Exploring the Discrepancy of ii's Value in Euler's Formula

[Dr. Seafood]

To compute this, we’ll make use of Euler’s formula cis(x) = e^ix = cos(x) + i·sin(x):

e^i(π/2) = cos(π/2) + i·sin(π/2) = i, and exponentiating by i we get
iⁱ = (e^i(π/2))ⁱ = e^i·i(π/2) = e^-π/2 ∈ ℝ.

But we also have cis(2πk + π/2) = i, k ∈ ℤ. Thus by the same logic, we get iⁱ = e^{-(2πk + π/2)} for k ∈ ℤ.

Infinitely many evaluations, so iⁱ doesn't have a distinct/unique value? This seems like a discrepancy.

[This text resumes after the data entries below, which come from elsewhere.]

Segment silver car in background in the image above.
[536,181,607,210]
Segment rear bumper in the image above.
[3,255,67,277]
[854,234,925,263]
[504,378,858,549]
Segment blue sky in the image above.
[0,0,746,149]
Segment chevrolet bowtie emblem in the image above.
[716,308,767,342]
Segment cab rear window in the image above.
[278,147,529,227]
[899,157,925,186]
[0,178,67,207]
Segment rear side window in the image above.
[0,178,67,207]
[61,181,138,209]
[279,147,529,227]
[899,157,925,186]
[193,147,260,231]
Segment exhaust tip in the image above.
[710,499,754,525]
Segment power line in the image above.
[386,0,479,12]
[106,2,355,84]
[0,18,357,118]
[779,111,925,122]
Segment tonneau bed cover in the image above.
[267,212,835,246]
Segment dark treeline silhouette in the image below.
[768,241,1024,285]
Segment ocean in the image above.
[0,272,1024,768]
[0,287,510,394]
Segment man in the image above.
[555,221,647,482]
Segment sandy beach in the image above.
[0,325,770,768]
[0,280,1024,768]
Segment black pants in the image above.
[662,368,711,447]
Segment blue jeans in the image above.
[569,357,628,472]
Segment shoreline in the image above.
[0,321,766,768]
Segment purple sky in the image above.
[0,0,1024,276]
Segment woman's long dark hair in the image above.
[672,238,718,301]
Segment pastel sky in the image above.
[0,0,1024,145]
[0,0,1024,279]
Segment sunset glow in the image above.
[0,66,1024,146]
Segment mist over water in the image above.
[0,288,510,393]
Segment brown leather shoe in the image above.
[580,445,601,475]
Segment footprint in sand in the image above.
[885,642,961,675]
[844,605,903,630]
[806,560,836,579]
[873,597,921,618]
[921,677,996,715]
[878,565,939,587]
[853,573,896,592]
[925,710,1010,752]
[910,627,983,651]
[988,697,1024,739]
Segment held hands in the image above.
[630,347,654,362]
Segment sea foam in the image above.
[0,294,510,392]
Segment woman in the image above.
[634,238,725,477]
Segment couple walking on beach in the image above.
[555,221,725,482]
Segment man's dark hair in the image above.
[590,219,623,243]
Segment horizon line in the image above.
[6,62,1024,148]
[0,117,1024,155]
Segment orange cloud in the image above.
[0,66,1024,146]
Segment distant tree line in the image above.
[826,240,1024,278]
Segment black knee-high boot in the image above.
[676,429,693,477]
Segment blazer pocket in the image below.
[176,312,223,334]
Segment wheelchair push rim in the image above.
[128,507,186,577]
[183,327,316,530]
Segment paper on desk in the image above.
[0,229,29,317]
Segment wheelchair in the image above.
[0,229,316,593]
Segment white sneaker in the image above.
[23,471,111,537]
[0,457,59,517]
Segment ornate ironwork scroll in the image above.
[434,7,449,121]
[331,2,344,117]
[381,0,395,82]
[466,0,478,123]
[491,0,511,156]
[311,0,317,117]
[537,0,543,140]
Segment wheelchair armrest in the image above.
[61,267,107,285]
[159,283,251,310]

I don't have any strong arguments, but I have this W|A computation telling me that iⁱ is indeed distinct, since none of e^-5π/2, e^-9π/2, e^-13π/2, etc are equal.

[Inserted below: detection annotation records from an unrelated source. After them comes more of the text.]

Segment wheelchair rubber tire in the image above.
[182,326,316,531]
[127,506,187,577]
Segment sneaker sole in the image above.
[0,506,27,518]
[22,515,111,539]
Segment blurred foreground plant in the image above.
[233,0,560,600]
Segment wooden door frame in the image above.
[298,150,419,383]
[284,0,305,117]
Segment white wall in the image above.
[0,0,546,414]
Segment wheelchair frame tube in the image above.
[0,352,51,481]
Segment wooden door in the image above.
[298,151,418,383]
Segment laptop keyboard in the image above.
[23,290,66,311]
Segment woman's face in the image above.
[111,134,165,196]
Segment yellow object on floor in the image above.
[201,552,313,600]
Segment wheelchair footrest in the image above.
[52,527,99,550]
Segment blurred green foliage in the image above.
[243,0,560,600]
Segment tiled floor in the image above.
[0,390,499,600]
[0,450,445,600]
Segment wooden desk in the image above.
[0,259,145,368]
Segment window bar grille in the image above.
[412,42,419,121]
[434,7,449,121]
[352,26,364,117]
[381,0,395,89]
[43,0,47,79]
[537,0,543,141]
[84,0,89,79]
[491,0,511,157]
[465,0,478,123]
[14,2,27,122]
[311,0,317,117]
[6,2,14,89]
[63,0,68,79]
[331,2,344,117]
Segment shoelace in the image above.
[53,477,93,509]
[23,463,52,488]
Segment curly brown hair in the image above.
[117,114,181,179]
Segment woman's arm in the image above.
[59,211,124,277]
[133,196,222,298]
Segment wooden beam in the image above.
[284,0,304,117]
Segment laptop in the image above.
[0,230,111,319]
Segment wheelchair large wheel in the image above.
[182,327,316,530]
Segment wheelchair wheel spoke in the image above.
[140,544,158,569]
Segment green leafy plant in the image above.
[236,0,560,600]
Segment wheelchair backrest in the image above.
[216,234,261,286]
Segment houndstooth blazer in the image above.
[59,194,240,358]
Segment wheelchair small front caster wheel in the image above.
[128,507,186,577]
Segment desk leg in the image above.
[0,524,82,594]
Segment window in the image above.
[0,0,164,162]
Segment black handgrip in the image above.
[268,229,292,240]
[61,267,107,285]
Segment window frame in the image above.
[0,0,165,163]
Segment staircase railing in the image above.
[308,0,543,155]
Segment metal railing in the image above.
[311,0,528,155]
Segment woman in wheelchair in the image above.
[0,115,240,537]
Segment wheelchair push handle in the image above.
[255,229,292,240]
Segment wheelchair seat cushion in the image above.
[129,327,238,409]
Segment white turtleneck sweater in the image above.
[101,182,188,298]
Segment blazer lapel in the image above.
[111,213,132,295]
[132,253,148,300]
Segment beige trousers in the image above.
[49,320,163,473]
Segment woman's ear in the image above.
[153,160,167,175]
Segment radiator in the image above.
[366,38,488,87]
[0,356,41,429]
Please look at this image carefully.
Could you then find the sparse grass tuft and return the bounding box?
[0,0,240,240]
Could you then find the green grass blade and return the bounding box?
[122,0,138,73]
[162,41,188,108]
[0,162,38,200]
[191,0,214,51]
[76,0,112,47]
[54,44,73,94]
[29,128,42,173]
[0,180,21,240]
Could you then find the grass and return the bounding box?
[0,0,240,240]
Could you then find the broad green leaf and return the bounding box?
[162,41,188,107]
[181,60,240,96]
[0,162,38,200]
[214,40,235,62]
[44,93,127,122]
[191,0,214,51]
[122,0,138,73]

Also, since the exponential function from ℝ onto ℝ⁺ is certainly injective, each of these numbers e^{-(2πk + π/2)} must be distinct. If iⁱ is distinct, why is its value e^-π/2 = 0.2078795... ?

Can anyone explain this?

 

[pmsrw3]

Well, there's nothing surprising about that. x^y is by definition e^{y log(x)}, and log is a multivalued function. Except for integer y, this always leads to multiple possible values of x^y. One usually resolves this by the somewhat artificial dodge of using the principal branch of log y, defined by convention, (just as $\sqrt{y}$ is taken to mean the positive square root of y, even though there is also a negative one).

 

[Dr. Seafood]

That's true, in that case I'll accept that iⁱ cannot be uniquely evaluated. But I've seen in other places (including on this forum) that iⁱ has a distinct value. This is clearly untrue by the logic in the OP post. What's the discrepancy?

 

[pmsrw3]

It does have a unique value -- if you choose the principal branch. (Which is to say, it has a unique value if you define it to.)

 

[micromass]

Indeed, the complex exponential is defined as

$$x^y=e^{yLog(x)}$$

The log is multivalued, so there will be an infinite number of possible $x^y$. But in many applications, we want a principal value of $x^y$. This is done by the formula

$$x^y=e^{yLog(x)}$$

But where the Log is now the principal branch and is single-valued. That is, we restricted the range of the Log such that it becomes single-valued.

This principal value of $x^y$ pops up in many places, for example in the definition of the Riemann-zeta function:

$$\sum{\frac{1}{n^s}}$$

where the s can be complex.